I agree with the top part - a quick summary, screenshot / image and “Get Avogadro” button / widget. But I think in addition to the flexible, intuitive, etc. sections you want to help people get to documentation and the forum.

Glad you like them! I’m also very much open to improvement suggestions.

It’s a very nice theme, was a good choice I think, looking at https://sphinx-themes.org/. It lends itself well to looking not too techy and more than just a documentation site, which I think is important since it’ll be the project’s home as well, and it makes it more friendly and approachable.

Sweet, I’ll hang on to those things then. The screenshot does need to be a different one (bigger, lighter/higher contrast UI) so elements are a little more visible, and I wanted one with a complex system loaded, this was just a placeholder for now.

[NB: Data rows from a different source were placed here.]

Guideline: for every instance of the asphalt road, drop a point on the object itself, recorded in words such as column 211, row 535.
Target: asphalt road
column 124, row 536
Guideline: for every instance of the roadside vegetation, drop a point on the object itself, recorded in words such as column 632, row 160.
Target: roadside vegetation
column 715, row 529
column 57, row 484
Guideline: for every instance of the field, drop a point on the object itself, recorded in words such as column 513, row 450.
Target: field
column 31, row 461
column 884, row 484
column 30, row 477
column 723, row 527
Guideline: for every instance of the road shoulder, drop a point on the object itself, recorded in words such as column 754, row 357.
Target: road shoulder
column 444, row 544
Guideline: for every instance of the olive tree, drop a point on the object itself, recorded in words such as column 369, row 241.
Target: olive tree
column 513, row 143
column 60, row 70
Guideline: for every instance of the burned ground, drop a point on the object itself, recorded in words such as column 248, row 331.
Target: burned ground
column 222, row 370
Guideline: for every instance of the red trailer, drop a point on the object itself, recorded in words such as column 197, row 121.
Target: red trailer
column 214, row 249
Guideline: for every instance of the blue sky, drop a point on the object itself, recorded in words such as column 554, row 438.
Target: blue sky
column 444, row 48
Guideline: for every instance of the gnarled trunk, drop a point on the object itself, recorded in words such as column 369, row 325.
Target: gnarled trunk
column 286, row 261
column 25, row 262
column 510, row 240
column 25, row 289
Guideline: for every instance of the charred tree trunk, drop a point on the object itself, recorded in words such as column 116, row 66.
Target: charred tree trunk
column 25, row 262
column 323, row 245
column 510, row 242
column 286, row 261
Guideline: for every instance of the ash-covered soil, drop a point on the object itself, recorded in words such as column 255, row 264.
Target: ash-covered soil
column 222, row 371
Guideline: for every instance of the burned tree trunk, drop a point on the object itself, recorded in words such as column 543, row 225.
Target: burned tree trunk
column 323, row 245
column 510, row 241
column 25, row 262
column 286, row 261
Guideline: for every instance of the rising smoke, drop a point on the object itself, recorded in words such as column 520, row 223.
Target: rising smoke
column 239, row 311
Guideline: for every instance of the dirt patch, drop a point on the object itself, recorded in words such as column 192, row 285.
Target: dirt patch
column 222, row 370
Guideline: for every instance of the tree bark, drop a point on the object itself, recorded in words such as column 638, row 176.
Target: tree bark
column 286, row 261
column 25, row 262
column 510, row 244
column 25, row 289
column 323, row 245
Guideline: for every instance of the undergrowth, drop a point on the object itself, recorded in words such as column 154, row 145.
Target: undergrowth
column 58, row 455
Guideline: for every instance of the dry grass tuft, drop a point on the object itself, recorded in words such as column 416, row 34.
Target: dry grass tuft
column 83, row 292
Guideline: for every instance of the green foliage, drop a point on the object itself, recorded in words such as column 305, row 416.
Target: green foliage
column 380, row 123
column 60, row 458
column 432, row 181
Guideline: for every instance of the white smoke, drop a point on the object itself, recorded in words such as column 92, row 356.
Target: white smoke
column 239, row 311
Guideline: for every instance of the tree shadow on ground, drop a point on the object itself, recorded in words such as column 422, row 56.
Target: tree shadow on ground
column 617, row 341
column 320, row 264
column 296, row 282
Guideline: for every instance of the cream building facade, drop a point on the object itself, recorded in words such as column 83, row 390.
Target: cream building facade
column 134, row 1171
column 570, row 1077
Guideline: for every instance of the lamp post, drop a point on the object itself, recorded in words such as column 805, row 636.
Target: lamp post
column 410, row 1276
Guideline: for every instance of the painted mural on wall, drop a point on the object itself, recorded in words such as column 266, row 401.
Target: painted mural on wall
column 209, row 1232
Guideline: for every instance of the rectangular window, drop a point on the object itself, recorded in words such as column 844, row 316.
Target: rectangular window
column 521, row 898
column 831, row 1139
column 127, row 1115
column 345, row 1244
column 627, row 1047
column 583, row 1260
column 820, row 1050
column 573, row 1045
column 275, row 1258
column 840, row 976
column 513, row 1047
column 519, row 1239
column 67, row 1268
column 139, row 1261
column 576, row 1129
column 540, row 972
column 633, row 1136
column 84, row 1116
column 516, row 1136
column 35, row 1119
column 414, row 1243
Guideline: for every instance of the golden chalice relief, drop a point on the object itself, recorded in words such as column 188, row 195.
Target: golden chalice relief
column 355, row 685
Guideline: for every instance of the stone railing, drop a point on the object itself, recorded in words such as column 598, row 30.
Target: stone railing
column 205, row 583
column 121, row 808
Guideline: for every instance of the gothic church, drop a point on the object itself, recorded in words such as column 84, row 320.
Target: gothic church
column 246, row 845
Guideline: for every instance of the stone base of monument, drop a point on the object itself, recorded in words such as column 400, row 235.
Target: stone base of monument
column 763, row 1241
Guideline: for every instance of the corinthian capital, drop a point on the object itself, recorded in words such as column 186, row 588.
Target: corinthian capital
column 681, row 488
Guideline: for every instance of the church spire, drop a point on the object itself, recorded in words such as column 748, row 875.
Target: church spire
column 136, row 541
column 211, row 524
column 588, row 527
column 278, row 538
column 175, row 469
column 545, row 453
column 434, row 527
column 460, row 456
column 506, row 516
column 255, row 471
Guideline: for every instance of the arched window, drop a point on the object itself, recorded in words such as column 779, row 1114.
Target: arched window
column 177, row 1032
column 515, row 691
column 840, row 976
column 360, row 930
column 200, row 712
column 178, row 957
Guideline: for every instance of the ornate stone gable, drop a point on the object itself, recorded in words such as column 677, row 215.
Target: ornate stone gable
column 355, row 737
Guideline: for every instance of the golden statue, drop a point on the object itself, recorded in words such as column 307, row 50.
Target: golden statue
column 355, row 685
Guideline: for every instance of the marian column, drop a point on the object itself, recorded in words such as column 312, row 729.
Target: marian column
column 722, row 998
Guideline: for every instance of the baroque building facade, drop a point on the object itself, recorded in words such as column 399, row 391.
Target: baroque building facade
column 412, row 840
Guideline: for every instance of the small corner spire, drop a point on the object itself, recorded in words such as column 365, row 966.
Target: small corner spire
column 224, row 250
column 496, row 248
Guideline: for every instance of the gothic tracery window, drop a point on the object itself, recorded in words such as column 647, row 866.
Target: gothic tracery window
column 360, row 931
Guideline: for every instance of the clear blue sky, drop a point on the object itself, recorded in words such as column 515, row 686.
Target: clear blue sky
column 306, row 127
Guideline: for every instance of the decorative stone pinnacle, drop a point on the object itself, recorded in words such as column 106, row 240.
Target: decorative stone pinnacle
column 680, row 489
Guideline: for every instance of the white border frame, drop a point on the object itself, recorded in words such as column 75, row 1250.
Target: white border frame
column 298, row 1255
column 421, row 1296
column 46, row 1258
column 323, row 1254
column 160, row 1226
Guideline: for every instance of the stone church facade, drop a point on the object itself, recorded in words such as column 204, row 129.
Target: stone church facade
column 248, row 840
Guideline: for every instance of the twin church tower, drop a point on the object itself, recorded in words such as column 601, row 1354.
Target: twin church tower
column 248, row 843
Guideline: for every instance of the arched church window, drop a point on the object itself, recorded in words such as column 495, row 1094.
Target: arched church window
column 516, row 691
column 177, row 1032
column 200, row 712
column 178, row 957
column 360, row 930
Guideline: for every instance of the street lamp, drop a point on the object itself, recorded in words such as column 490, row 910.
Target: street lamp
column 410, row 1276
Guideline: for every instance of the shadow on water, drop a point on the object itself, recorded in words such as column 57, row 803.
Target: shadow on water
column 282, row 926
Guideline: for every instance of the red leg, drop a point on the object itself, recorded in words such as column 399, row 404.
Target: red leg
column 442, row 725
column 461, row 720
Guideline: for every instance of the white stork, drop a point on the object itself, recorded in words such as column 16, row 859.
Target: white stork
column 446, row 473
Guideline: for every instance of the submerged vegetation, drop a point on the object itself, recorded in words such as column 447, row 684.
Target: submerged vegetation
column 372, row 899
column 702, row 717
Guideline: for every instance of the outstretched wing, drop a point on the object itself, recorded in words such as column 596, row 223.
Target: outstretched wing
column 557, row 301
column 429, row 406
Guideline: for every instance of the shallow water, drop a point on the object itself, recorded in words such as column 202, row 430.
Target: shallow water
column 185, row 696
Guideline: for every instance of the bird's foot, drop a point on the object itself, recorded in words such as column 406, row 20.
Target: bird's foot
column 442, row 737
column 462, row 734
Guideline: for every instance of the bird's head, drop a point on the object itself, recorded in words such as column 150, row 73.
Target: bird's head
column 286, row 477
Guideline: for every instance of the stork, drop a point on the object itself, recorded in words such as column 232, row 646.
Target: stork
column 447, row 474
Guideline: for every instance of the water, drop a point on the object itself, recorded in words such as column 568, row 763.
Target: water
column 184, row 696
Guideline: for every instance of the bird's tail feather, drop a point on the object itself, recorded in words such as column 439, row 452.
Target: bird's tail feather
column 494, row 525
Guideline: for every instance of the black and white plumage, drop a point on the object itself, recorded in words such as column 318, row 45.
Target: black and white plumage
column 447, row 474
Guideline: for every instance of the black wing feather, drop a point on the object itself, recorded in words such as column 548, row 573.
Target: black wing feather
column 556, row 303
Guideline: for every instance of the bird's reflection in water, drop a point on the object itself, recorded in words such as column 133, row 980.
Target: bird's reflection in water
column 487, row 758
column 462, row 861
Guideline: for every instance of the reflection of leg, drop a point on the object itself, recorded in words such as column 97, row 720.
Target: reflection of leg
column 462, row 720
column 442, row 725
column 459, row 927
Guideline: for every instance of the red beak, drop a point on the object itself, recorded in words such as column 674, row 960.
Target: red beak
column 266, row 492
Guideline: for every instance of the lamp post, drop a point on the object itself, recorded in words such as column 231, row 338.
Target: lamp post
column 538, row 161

But you like the whole thing with the sections? I couldn’t quite decide whether the headings are good for catching attention and emphasizing Avogadro’s strengths, or sort of meaningless platitudes. I felt like it works well at blender.org though, and Apple does that sort of thing plenty, hence the attempt here.

Well the top bar is permanently shown and has quick links for the user guide and the discussion forum, right? And I would also add links within the little text snippets, for example where I have written “The Avogadro community is friendly and ready to help.”

But in my mock-up they are also still there right after the gallery, just as it is now!

And indeed once the nice drop-down install button is implemented I would suggest the Install boxes can go – the drop-down will be better for quick access, and presenting alternative, historical, or obscure installation options is better done at two.avogadro.cc/install/index.

That in turn will mean the Resources section comes immediately after the gallery. And again, the top links bar already provides convenient quick access for return visitors.

Agreed. Primarily people who don’t know Avogadro yet, I would suggest, because people who know it will go straight to the docs or forum or installation options from the links at the very top of the page without looking at the rest. So my instinct would be (I may be wrong) a mixture of predominantly:

  • relatively early career (computational or otherwise) chemists, who I guess need

    1. to know that Avogadro can handle everything they need for their work i.e. “is this the tool for my task?” – tried to address this by starting straight out with the Flexible text snippet
    2. to see that Avogadro is actively maintained and developed – achieved by showing a modern program interface and having a website in a modern style
    3. to see that Avogadro can produce high-quality graphics – easily shown with big, eye-catching images of beautiful molecules placed front and centre
  • BSc/MSc students who have been told/recommended to download it, either for courses/assignments or as a paedogogical tool; they need

    1. reassurance that Avo is also for them, not just career scientists – made sure the very first sentence contains a reference to students
    2. not to be frightened by the software (comp chem is already scary enough as an undergrad, right?) – made the second section an emphasis on Avo’s ease-of-use regardless of academic level, and again, a website that is friendly and modern helps to dispel any idea that Avogadro is a typical highly complex tool only for people with technical expertise.

Those are just my own rambling thoughts, feel free to contradict or add!